После работы они впервые уехали вместе на строительство химкомбината и вместе с Дроновым отправились на дачу.
Уборщица, как обычно, принесла обед. Накрывая стол, Надя внимательно слушала разговор обоих директоров.
Груздев вслух прикидывал, что нужно сделать, чтобы не повторилась авария на печах беспламенного горения.
— Прогар получился оттого, что в топливном газе оказался бензин.
Дронов одобрительно кивнул. Он тоже был заинтересован такой новинкой, как эти печи. А прогары?
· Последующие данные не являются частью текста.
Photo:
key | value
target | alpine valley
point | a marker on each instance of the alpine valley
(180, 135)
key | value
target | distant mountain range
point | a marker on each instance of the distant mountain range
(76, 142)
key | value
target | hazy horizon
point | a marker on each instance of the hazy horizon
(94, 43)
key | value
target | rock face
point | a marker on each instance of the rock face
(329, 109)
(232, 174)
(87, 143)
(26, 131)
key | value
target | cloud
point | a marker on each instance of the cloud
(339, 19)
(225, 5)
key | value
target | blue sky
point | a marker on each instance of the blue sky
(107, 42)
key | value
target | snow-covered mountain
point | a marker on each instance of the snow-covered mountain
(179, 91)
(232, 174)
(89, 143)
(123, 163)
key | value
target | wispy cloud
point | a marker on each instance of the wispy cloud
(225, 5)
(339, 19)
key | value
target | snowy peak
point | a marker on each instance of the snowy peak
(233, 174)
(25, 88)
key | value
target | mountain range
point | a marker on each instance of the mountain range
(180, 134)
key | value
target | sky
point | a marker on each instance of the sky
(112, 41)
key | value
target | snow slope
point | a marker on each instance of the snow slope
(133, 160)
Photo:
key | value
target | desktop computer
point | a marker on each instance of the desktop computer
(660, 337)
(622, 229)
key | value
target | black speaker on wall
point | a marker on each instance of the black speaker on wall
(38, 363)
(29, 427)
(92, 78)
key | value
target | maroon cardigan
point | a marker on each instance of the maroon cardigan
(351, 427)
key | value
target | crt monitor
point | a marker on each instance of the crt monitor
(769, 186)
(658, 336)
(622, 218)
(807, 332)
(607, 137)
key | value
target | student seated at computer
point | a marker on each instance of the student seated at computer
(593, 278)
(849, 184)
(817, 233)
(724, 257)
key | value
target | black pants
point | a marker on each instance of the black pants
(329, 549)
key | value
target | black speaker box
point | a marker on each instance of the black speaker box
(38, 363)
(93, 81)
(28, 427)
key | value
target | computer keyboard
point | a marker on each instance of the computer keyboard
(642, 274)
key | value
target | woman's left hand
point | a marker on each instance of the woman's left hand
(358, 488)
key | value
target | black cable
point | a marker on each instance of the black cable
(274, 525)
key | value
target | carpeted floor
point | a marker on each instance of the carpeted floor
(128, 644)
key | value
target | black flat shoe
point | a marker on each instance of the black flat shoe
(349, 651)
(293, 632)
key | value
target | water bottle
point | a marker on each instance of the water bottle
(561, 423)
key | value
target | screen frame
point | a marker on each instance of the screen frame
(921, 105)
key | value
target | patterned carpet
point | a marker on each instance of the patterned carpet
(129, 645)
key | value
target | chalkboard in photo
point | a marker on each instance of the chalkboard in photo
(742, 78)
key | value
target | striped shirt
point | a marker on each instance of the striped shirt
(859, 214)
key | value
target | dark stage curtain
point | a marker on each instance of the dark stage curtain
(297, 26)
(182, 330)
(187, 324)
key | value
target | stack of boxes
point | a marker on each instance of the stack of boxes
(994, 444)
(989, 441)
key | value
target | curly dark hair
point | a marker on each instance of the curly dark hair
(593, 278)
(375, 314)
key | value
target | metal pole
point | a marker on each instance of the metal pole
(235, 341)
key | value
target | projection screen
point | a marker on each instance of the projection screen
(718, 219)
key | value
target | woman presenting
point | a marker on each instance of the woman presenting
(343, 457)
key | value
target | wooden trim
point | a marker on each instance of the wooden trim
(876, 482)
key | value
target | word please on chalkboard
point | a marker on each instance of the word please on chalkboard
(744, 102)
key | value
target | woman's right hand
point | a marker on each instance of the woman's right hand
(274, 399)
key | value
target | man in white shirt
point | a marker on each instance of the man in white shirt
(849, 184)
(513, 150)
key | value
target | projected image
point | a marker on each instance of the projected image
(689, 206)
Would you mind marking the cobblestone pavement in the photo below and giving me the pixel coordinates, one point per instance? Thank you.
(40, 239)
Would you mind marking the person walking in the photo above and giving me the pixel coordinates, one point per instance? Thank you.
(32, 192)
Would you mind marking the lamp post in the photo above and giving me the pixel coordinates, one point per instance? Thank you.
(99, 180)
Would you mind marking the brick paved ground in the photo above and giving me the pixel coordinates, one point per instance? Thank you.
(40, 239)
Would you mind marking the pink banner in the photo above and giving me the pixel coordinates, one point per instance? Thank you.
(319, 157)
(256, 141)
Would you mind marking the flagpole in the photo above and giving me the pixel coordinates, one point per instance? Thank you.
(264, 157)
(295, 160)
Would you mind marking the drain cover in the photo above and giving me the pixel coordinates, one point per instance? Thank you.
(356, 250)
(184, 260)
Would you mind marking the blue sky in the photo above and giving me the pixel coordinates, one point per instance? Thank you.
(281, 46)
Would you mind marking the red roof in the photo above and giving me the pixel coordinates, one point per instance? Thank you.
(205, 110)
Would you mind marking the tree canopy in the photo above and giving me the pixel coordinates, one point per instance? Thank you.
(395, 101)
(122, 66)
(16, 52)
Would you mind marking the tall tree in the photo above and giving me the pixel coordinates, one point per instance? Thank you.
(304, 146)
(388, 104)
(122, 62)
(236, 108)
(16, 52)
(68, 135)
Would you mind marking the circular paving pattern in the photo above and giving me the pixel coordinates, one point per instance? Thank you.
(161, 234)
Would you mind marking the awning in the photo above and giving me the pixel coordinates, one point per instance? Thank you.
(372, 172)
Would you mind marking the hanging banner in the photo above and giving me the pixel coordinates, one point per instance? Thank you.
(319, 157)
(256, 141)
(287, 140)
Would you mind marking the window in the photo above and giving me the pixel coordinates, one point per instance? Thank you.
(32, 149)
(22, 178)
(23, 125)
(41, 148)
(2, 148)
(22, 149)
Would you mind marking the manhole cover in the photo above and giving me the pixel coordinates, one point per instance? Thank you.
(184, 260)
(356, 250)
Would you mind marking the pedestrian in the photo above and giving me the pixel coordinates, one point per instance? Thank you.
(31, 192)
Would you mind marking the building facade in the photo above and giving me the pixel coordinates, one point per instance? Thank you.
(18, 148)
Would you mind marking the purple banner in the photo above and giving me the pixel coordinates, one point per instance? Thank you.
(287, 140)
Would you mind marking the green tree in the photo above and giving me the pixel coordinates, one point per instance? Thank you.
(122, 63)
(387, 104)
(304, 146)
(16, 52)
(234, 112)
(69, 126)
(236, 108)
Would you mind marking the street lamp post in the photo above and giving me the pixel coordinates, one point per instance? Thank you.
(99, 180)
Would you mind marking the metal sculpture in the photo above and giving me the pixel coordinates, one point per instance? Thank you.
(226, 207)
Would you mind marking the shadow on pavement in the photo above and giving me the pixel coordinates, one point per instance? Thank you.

Они случались и на прежних печах.
Еще не остыв после пережитой на заводе нервной встряски, Надя подумала, что после родителей Груздев самый близкий для нее человек.
Алексей, будто проникнув в ее мысли, обернулся.
В простом домашнем платье и маленьком передничке она ходила по веранде, в открытую дверь и окна которой тянуло прохладой сентябрьского дня, приносила тарелки, стаканы, звякала вилками. Что может быть будничнее? Но ведь это ходила, хлопотала Надя, овевая все прелестью своей молодости. Дронов, поглядывая на дочь, тоже светлел; улыбалась, хотя и не без грустинки, Дина Ивановна, приехавшая переночевать на даче.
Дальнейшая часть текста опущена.